I met Lawrence McCue on Memorial Day 2011 at the park at the Brand Library and Art Center in Glendale. (With my ratty+beat Bose headphones on, I walk from my house to the Brand Library and back everyday. It’s my kicking-out-the-jams early morning ritual.) Lawrence was visiting family and having a BBQ there that day. He was wearing a sweet black leather jacket, an awesome + mean pair of shades and a black shirt with a picture of the band The Coasters on it. He’s such a striking figure, I couldn’t help but approach him and sheepishly ask if he had been a member in the band. Very sweetly he said “Yes I was!”. He was their guitarist and musical director from 1983 to 2000.
The original Coasters (1956-1968) were inducted into the Rock & Roll Hall of Fame in 1987 and are most famous for their hits Yakety-Yak, Charlie Brown, Down in Mexico, and Searchin’. Though they broke up in 1968, every original member has since had his own touring version of the band over the years. Lawrence and his musical partner Jessie Floyd began playing + touring with original Coasters members Billy Guy and Will “Dub” Jones in 1983 when Lawrence and Jessie ran into Billy Guy by chance at the Gower Gulch Denny’s in Hollywood. They bought Guy lunch and the idea came up of putting together a new unit of The Coasters. They contacted Will “Dub” Jones who agreed to come aboard, then got Jessie’s cousin Kendal Floyd to join and within days the next incarnation of the band was born. They played together for 17 years till the passing of Jones and then Guy whereupon they retired the band.
Set List for The Coasters
Born in Kansas City MO, Lawrence was 14 when he first decided to pursue music after seeing Elvis on TV. He didn’t have a television so he used to go out into his yard and watch the TV through the window of his neighbors house. One night he saw Elvis performing on the Ed Sullivan show and he knew that that’s what he wanted to do. He tried to talk his mother into buying him a blond guitar like Elvis’, but they didn’t have any money. He saw a $23 guitar at a pawn shop in town and started saving up to buy it. In the meantime he found a guitar in a trash can but it only had one string, the 6th string low E. The only song he knew that could be played on one string in low E was “Baby What You Want Me To Do” by Jimmy Reed. So he taught himself to play that track over and over till he had enough money to buy the guitar he wanted.

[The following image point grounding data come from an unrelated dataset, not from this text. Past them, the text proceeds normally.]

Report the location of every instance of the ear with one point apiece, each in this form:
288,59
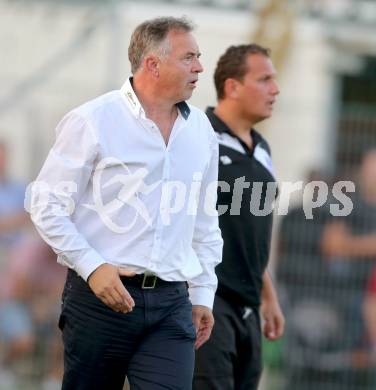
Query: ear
151,64
231,88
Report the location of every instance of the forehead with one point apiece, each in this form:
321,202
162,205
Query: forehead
258,64
182,41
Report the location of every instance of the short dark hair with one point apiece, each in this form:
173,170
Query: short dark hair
150,35
233,64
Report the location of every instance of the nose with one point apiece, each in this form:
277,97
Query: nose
197,67
275,87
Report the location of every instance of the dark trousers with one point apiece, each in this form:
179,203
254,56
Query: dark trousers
153,345
231,359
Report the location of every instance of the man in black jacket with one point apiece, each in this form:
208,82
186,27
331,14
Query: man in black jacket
246,91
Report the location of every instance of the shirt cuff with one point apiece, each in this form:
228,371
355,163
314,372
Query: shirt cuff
88,264
203,296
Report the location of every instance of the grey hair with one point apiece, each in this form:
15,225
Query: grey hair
151,35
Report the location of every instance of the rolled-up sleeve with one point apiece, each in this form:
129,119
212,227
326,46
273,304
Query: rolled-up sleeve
63,179
207,239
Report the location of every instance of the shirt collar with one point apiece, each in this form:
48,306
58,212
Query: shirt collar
134,104
220,127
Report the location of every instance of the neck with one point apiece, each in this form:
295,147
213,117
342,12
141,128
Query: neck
229,114
151,99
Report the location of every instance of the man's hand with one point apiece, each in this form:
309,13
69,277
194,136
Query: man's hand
203,320
107,286
274,320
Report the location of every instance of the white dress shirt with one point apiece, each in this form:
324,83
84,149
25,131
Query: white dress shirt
112,191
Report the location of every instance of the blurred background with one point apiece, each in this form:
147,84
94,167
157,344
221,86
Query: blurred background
58,54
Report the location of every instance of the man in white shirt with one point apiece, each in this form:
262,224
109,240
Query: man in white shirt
126,198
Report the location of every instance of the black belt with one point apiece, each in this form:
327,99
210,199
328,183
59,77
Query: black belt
146,281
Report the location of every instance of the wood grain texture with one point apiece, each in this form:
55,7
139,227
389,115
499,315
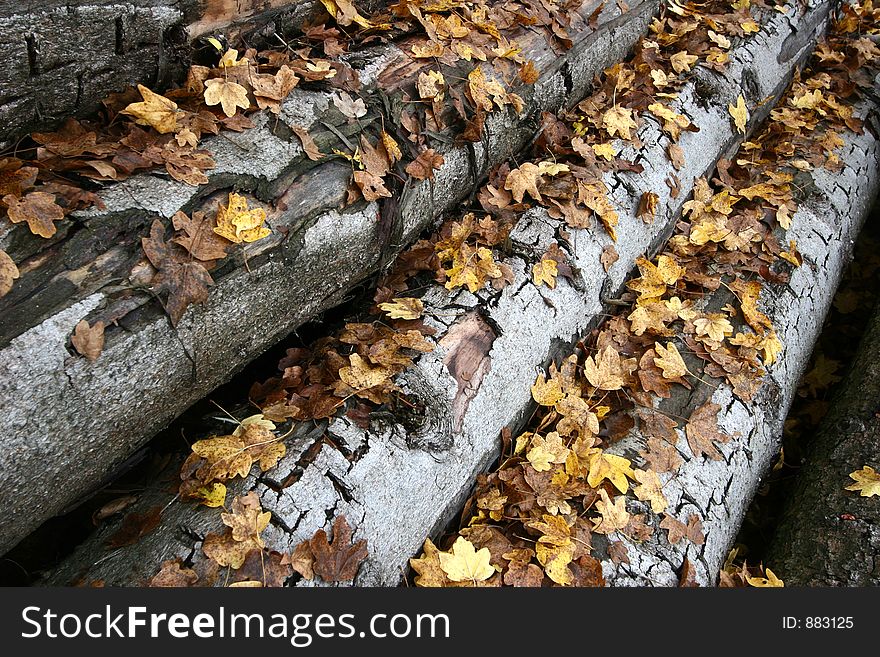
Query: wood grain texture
396,491
93,417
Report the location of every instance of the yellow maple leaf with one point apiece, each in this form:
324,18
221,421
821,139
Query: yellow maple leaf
155,111
360,375
547,392
547,451
771,581
403,308
430,574
714,325
346,13
555,559
545,272
212,495
867,481
670,361
391,147
430,85
682,61
229,95
606,151
615,469
239,224
650,489
618,121
740,114
614,515
464,563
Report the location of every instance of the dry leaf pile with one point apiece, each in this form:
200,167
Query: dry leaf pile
559,503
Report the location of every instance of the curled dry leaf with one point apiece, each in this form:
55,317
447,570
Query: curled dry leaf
371,186
88,340
740,114
229,95
245,524
8,273
867,482
135,526
38,209
465,564
173,575
185,280
424,165
403,308
155,111
309,146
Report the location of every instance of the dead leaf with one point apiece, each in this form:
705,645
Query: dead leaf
155,111
8,273
403,308
172,574
422,168
238,224
199,237
740,114
38,209
135,526
309,146
88,340
702,429
465,564
867,482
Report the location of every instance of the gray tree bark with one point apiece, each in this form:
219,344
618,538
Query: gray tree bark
829,536
74,420
398,484
62,57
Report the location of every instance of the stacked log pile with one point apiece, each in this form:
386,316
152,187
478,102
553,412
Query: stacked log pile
398,481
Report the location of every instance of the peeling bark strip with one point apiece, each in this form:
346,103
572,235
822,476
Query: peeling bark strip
73,421
830,536
395,492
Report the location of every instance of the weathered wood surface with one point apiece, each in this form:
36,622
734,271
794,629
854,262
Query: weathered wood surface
399,484
63,57
73,420
829,536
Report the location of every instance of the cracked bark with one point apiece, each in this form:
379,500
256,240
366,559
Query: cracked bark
401,493
62,57
93,416
829,536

Lawrence came out to Southern California while serving in the Marines in the early 60‘s. Discharged in 1964, he began playing with The Snapshots before going on to play with a number of other Los Angeles doo-wop, funk, soul, and rock bands including The Vows, The Younghearts, Vernon Green and The Medallions, The Bean Brothers, Little Caesar & The Romans, and the Made in Japan Band (with Anita Sherman).
About a week after we met, Lawrence invited me to attend service at his church in Culver City where I got to hear him play bass in the church band and attend his sunday school lecture. Afterwards we took some pictures in the community room and then out on the street. Carla, his wife, was with us. Lawrence told me a great story about when he first met Carla. It was 1987 at Ladera Park in Los Angeles. They hit it off and she invited him to attend her church the following sunday. When he arrived, Will “Dub” Jones was there. At this point Lawrence had been playing with Jones in The Coasters for close to 4 years. “What are you doing here?” a surprised Jones asked. “What are you doing here?” Lawrence asked back. “This is my church!” Jones said. Lawrence and Carla celebrate their 25 year anniversary in November.
It was an incredible experience to meet and work with Lawrence. Hearing him tell his stories about the LA music scene was a treat and a real privilege. Lucky for us he’s just finished writing a book about his life, “Rock & Roll Gangster”.
*As a side note, Carl Gardner passed away on the same day that Lawrence and I did our shoot, Sunday June 12, 2011. Gardner was the last surviving member of the original Coasters.